I want to predict customers who are likely to purchase Kid Cudi's new album in a few weeks so I can perform targeted marketing. This event hasn't happened before. But I have data very similar to this event, I have album sales for Adele last year. So my data for Adele looks like this, the target variable is "adele CDs":
╔══════════╦════════════════╦═══════════════════╦══════════════╦═══════════════════╦═══════════════╗
║ customer ║ past purchases ║ total money spent ║ customer age ║ vip member status ║ adele CDs ║
╠══════════╬════════════════╬═══════════════════╬══════════════╬═══════════════════╬═══════════════╣
║ 1 ║ 2 ║ 400 ║ 22 ║ yes ║ purchased ║
║ 2 ║ 1 ║ 134 ║ 19 ║ yes ║ none ║
║ 3 ║ 13 ║ 1050 ║ 44 ║ no ║ none ║
║ 4 ║ 4 ║ 677 ║ 33 ║ no ║ none ║
║ 5 ║ 4 ║ 500 ║ 62 ║ no ║ none ║
║ 6 ║ 7 ║ 900 ║ 27 ║ no ║ purchased ║
║ 7 ║ 3 ║ 345 ║ 21 ║ yes ║ none ║
╚══════════╩════════════════╩═══════════════════╩══════════════╩═══════════════════╩═══════════════╝
This would be great, except the problem is that my data of potential customers is massive (100,000) and my CDs sold is tiny (500).
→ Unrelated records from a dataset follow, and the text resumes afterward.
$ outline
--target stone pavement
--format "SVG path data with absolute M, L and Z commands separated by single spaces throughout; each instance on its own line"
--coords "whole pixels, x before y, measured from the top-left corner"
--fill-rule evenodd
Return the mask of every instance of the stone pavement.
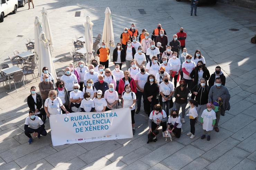
M 210 141 L 200 139 L 202 128 L 198 123 L 195 137 L 190 139 L 185 135 L 190 128 L 186 119 L 179 139 L 165 141 L 159 135 L 156 142 L 147 144 L 148 124 L 143 112 L 136 115 L 136 134 L 132 139 L 53 147 L 47 120 L 47 135 L 29 145 L 24 134 L 28 110 L 26 97 L 30 87 L 38 87 L 39 82 L 28 76 L 26 89 L 20 85 L 17 93 L 7 86 L 0 89 L 0 169 L 255 169 L 256 45 L 250 41 L 256 34 L 256 12 L 217 3 L 199 7 L 198 16 L 191 16 L 189 3 L 175 0 L 137 1 L 134 4 L 116 0 L 35 1 L 34 9 L 27 10 L 26 4 L 0 23 L 0 63 L 11 66 L 8 55 L 15 49 L 26 50 L 25 38 L 34 38 L 35 17 L 42 18 L 42 7 L 49 13 L 53 56 L 59 59 L 55 63 L 57 71 L 71 62 L 68 54 L 71 39 L 84 34 L 86 15 L 90 16 L 94 23 L 94 36 L 102 33 L 107 7 L 112 12 L 116 43 L 124 28 L 129 28 L 132 22 L 140 32 L 146 28 L 150 33 L 160 23 L 170 39 L 182 27 L 188 34 L 189 52 L 201 50 L 211 73 L 216 66 L 221 67 L 231 97 L 231 109 L 221 117 L 220 132 L 213 132 Z M 142 8 L 146 14 L 140 14 L 138 9 Z M 80 17 L 74 17 L 77 11 L 81 12 Z M 229 30 L 232 28 L 240 30 Z

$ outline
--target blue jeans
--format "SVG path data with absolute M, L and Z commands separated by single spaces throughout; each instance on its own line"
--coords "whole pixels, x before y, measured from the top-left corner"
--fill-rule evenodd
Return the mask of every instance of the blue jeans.
M 193 14 L 193 8 L 195 8 L 195 15 L 196 14 L 196 8 L 197 8 L 197 6 L 195 4 L 193 4 L 191 5 L 191 11 L 190 11 L 190 14 L 192 15 Z

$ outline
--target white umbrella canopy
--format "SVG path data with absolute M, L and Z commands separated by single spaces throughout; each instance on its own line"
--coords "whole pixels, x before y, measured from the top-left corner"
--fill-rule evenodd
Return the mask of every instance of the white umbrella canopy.
M 43 25 L 43 30 L 45 34 L 46 38 L 48 40 L 49 43 L 49 45 L 51 48 L 53 50 L 53 37 L 52 35 L 52 31 L 50 27 L 50 23 L 49 21 L 49 18 L 48 17 L 48 12 L 46 9 L 44 7 L 43 8 L 42 10 L 42 21 L 44 23 Z
M 107 7 L 105 11 L 105 21 L 103 27 L 102 41 L 106 43 L 106 45 L 109 48 L 110 50 L 111 47 L 115 47 L 112 14 L 110 9 L 109 7 Z
M 85 43 L 84 46 L 87 50 L 87 53 L 85 58 L 85 62 L 86 65 L 90 64 L 90 63 L 94 57 L 92 55 L 92 47 L 93 44 L 93 36 L 92 36 L 93 23 L 90 20 L 89 16 L 86 16 L 86 21 L 83 25 L 85 28 Z

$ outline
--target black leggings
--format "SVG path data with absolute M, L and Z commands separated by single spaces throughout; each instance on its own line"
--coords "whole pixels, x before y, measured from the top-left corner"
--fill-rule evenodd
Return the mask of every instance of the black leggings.
M 32 138 L 30 133 L 34 132 L 37 132 L 38 134 L 40 134 L 43 136 L 46 136 L 47 134 L 47 132 L 45 129 L 43 127 L 40 127 L 37 129 L 34 129 L 30 128 L 28 128 L 27 130 L 25 130 L 25 134 L 30 138 Z

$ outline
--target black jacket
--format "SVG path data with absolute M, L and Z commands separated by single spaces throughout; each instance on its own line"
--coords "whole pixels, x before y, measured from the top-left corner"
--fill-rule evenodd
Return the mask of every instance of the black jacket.
M 220 74 L 220 78 L 221 79 L 221 82 L 222 82 L 221 84 L 223 86 L 225 86 L 225 84 L 226 83 L 226 77 L 225 77 L 225 76 L 224 75 L 222 72 L 221 72 L 221 73 L 222 73 L 222 74 Z M 212 74 L 212 75 L 211 75 L 211 77 L 210 77 L 210 79 L 209 79 L 209 81 L 208 81 L 208 83 L 209 84 L 209 88 L 210 89 L 212 86 L 213 86 L 215 82 L 215 73 L 214 72 L 213 74 Z
M 191 89 L 191 93 L 197 92 L 198 93 L 195 96 L 195 101 L 197 101 L 198 104 L 206 104 L 208 103 L 208 94 L 209 93 L 210 89 L 209 86 L 205 85 L 204 88 L 201 86 L 200 84 L 194 86 Z
M 194 82 L 193 82 L 192 87 L 194 87 L 197 84 L 198 81 L 198 70 L 199 68 L 197 67 L 195 68 L 194 70 L 190 73 L 190 77 L 191 79 L 194 79 Z M 207 80 L 210 78 L 210 72 L 206 67 L 203 67 L 203 78 L 204 78 L 206 80 L 206 84 L 207 84 Z
M 114 50 L 113 51 L 113 61 L 115 62 L 116 62 L 117 60 L 117 48 L 114 49 Z M 121 62 L 125 62 L 125 50 L 123 49 L 122 49 L 121 50 Z
M 42 99 L 42 97 L 41 97 L 39 94 L 36 93 L 36 103 L 35 103 L 34 99 L 33 98 L 33 97 L 32 96 L 32 95 L 30 94 L 29 96 L 28 97 L 28 98 L 27 99 L 27 102 L 28 103 L 28 107 L 29 108 L 30 110 L 32 110 L 35 111 L 36 109 L 35 109 L 35 105 L 36 106 L 36 108 L 37 109 L 40 110 L 40 109 L 42 108 L 43 106 L 43 99 Z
Every predictive model I apply results in 100% classification of the majority class - no adele CDs, and 0% classification of purchasing adele CDs.
However, if I massively under sample the majority class and keep all "yes" purchases, I can reduce my data to 500 no customers and 500 yes customers, then I see the model predicts younger customers being more likely to buy CDs as well as other patterns.
After under sampling, I was thinking I would output a probabilistic classifier with random forest, but make it such that the output has to be over a higher threshold (say 0.85) to classify, else no sale. What would you do in this situation?